L’investimento positivo sulla collezione Luzzetti è stato controbilanciato in negativo dalla decisione incomprensibile di affossare la manifestazione “La città visibile”. La motivazione ufficiale che per il prossimo anno i sodi non ci sono perché tutto viene concentrato sul nuovo allestimento per accogliere le opere donate dall’antiquario fiorentino è solo una cortina fumogena, è evidente. La città visibile è sempre costata pochissimo alla comunità cittadina, e in compenso ha fatto sempre fare affari d’oro ai commercianti del centro storico che per anni non avevano visto tanta gente ben disposta a spendere, soddisfatta di ritrovare un centro finalmente godibile. Per non parlare del fatto – prioritario – che questa manifestazione promuove la cultura e valorizza le produzioni culturali che nascono in città e nel contado. Oddio, a onor del vero è comprensibile che questo non sia colto da chi spia il mondo dal buco della serratura, con l’ossessione per fantomatiche “contaminazioni” dei migranti nelle patrie aule scolastiche…..
Ma ad esser attenti c’è dell’altro. L’arrivo a Clarisse Arte della collezione Luzzetti è una gran cosa, ma non va sopravvalutata quanto a impatto sulla città. È infatti utopico pensare che qualche decina di opere dal Trecento all’Ottocento attirino a Grosseto decine di migliaia di turisti. Il peso culturale della collezione è fuori discussione. Puntare tutto sull’appeal culturale del “passato” in una città come Grosseto, affossando di fatto quel che finora di buono è stato costruito rispetto all’arte contemporanea, è un clamoroso errore di prospettiva. Sembra di assistere al remake odierno del dibattito sugli «eruditi» cantori delle origini etrusche, che Luciano Bianciardi sbeffeggiava a cavallo fra gli anni ‘50 e ’60.

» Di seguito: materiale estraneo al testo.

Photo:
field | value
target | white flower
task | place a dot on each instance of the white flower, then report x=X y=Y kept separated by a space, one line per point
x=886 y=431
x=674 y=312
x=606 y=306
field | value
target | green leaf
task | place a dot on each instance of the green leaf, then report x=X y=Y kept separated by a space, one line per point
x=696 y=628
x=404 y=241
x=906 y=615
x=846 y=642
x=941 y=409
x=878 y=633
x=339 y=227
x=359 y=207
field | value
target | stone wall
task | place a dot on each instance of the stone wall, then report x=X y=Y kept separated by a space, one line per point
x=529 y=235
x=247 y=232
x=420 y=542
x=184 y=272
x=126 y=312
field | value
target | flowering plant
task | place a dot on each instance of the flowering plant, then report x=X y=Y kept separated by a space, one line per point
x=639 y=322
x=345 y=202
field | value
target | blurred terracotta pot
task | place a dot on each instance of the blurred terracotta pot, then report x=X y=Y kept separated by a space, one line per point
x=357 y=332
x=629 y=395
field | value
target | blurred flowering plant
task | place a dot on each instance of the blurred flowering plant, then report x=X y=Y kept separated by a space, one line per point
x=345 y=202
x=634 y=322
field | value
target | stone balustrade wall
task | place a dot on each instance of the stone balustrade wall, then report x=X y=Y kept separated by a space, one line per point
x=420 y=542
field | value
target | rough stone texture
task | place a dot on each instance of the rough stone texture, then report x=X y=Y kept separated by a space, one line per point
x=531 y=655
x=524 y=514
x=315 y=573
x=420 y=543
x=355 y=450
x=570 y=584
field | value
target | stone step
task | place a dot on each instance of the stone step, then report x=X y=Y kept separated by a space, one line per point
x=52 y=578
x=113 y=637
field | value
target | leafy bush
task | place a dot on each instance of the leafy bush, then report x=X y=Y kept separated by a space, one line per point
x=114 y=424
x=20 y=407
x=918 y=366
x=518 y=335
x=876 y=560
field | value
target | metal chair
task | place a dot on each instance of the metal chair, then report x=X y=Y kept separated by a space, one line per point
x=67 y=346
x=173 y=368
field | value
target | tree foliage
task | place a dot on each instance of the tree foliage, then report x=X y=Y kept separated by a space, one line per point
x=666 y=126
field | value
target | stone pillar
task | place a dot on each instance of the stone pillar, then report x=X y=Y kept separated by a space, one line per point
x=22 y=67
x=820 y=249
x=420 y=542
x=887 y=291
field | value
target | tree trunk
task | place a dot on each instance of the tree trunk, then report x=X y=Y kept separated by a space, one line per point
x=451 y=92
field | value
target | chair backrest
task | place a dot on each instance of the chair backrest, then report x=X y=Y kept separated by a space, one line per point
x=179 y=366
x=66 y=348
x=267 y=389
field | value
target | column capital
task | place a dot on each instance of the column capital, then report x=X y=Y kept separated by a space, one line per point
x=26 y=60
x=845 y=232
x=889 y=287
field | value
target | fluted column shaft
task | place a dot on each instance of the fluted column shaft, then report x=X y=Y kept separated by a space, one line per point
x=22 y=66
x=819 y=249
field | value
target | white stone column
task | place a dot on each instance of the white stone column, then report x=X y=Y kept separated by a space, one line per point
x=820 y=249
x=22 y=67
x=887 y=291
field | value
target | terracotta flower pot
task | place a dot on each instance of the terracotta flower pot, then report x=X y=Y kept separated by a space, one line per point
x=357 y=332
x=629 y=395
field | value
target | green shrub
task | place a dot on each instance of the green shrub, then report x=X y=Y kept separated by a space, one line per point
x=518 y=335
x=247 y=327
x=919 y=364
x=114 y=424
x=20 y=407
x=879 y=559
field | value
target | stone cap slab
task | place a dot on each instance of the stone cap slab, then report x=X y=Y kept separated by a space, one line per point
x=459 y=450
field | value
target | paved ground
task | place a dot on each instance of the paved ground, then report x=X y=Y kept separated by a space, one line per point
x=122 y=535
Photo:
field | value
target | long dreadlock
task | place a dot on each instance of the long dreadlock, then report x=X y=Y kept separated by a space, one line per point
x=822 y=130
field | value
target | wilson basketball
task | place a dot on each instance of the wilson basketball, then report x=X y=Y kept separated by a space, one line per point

Siccome a criticare son buoni tutti. Allora due proposte concrete: i commercianti del centro cittadino si paghino la luminaria natalizia coi propri soldi e chiedano al Comune di utilizzare quelle risorse per programmi di animazione del centro cittadino costruiti sulla qualità culturale. Non “panem et circensem” agli amici degli amici. Avranno solo da guadagnarci. Ad Orbetello, per dirne una, le “lucine” di Natale costano alla comunità 80.000 euro. Quanto a Grosseto? E quante Città visibili ci verrebbero nell’arco di un anno? Con vantaggi di gran lunga maggiori anche per il mondo del commercio?
Il Comune da parte sua s’impegni a portare nuovi residenti dentro le mura, cedendo ai privati il vecchio ospedale ed altri edifici per farne residenze, recuperando risorse da destinare alla riqualificazione urbana. L’edificio dell’attuale anagrafe, et similia, in questo senso, dovrebbero essere abbattuti e sostituiti con un’operazione lungimirante di rigenerazione urbana. Avendo per obiettivo di aumentare soprattutto le superfici residenziali, non solo quelle destinate al terziario. Perché nella vita dei centri storici la presenza delle persone in carne ed ossa ha la stessa importanza della localizzazione delle “funzioni” strategiche. Le une senza le altre hanno due esiti uguali e contrari: o il quartiere dormitorio, o il quartiere Disneyland.